The West must also adjust its expectations about what a successful anti-corruption effort in Afghanistan looks like. For the foreseeable future, it isn’t going to be about Afghan institutions building prosecutable, evidence-based cases, nor about naming and shaming Afghan officials. Instead, a meaningful anti-corruption drive must be led by the international community.

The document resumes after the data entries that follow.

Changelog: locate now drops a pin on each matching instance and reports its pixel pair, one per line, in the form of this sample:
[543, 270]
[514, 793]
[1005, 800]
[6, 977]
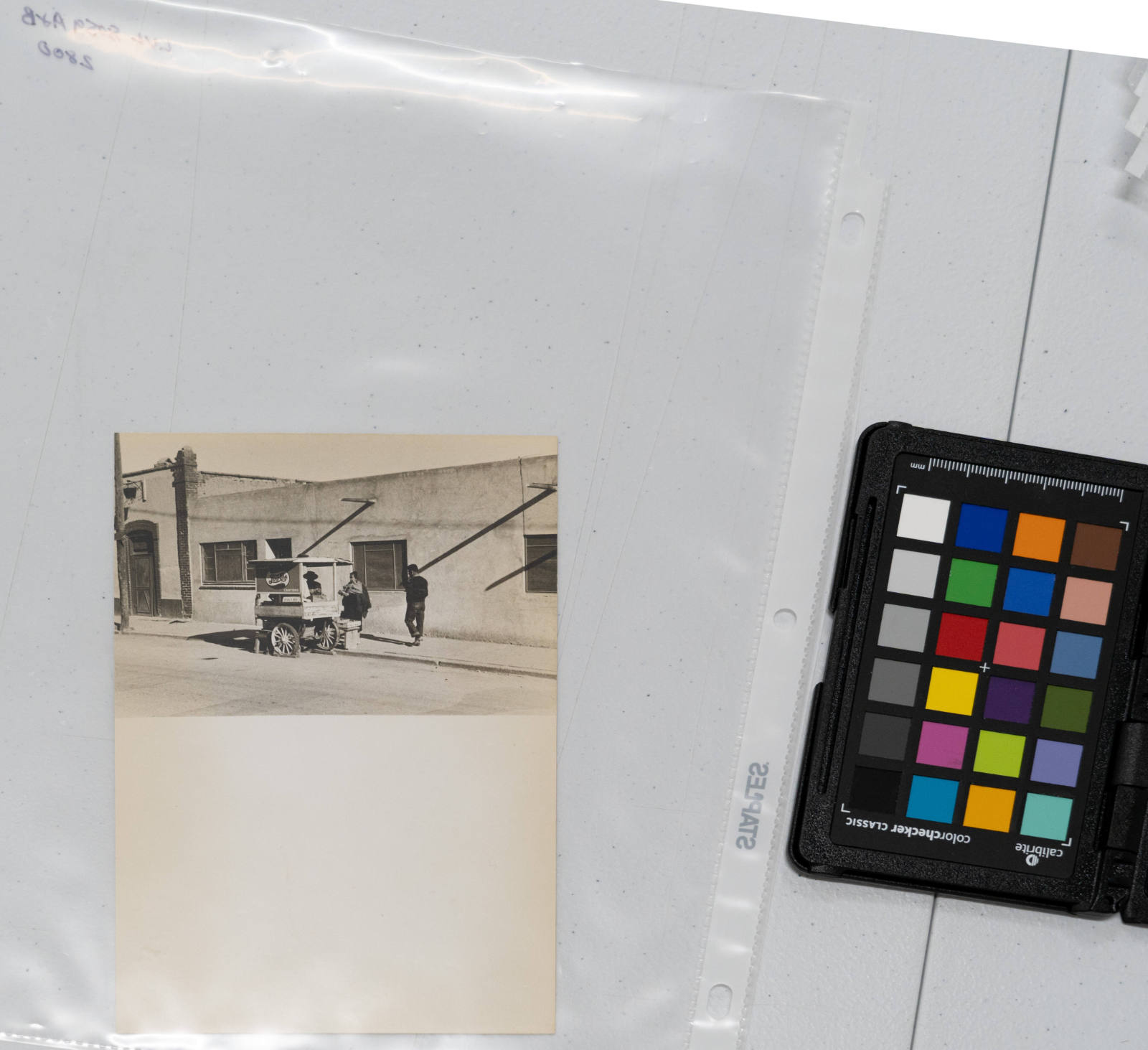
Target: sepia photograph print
[336, 686]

Western authorities should not be afraid to use a heavy hand. The only groups capable of challenging the monopoly of power enjoyed by state-capturing officials are the international coalition’s intelligence, law enforcement, and military entities. The incentives for an Afghan prosecutor to look the other way are too significant to overcome in the short term — at the end of each day, he travels home alone. But the means for the international coalition to influence corrupt officials are myriad, and if ISAF gets its bearings, it can target such officials where it will hurt, forcing them to winnow down their corrupt activities. As things stand, the lack of confidence in Afghanistan’s cash-based economy flushes some $75 million to $100 million, by some estimates, out of Kabul International Airport daily. The money leaves in hawaladar (moneylender) suitcases and until recently, would board a flight offered by Pamir Airways, an airline conveniently owned by officials at Kabul Bank (the airline’s flights were recently suspended due to safety concerns). This money goes to Dubai, where it can also be targeted.

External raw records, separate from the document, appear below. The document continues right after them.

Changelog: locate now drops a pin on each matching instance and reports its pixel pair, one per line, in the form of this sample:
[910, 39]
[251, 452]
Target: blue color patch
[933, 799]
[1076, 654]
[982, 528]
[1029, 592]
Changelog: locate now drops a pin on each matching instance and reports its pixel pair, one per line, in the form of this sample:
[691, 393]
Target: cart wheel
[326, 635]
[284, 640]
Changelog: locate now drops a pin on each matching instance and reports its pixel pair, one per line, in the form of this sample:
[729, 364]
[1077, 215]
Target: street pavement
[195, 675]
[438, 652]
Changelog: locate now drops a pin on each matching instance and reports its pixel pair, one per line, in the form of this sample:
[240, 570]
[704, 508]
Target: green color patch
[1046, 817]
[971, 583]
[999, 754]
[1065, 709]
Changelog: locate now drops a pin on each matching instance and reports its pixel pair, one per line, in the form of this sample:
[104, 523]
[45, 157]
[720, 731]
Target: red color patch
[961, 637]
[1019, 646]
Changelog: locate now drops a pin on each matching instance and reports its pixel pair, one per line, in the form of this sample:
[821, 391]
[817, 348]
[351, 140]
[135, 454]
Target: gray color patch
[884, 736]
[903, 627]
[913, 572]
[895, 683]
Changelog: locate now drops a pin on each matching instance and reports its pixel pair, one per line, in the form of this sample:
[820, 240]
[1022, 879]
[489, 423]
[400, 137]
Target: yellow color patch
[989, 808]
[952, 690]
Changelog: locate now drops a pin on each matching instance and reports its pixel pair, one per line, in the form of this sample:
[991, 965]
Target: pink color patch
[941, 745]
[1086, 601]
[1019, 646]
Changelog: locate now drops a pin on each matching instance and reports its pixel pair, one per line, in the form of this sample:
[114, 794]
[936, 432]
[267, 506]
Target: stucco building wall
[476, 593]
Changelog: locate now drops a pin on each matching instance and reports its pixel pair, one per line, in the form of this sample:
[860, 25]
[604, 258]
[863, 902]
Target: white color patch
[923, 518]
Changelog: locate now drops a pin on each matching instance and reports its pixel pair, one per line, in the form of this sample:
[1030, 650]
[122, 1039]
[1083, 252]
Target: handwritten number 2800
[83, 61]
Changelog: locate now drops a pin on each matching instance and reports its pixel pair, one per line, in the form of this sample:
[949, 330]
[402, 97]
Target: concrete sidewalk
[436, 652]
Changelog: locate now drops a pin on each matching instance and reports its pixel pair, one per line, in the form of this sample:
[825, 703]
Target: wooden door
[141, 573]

Such targeting, if properly coordinated, would not only inject risk into an Afghan official’s corrupt activities, but also provide the strategic leverage and credibility for the inevitable sit-down between a Western representative and the corrupt official. In most cases, officials wouldn’t go to prison, nor would they be removed or rotated from office. But the scope and range of their corrupt activities could be narrowed, perhaps giving Afghans the confidence and tools to hold their officials accountable on their own.
This kind of heavy outside involvement has significant implications for Afghanistan’s national sovereignty, and many in the international community will find such a strategy unpalatable. But given Afghanistan’s evident inability to deal with the problem, there is little choice. The connection between corruption and the insurgency is undeniable, and the high cost of the Afghan war means that ISAF must lead the fight in the near term. Petraeus should give his little anti-corruption shop more power and resources to do so effectively — it is the only means to inject risk into a riskless system.
Under Petraeus’s leadership, Western forces have finally recognized that corruption relates directly to insecurity. It’s time to act accordingly.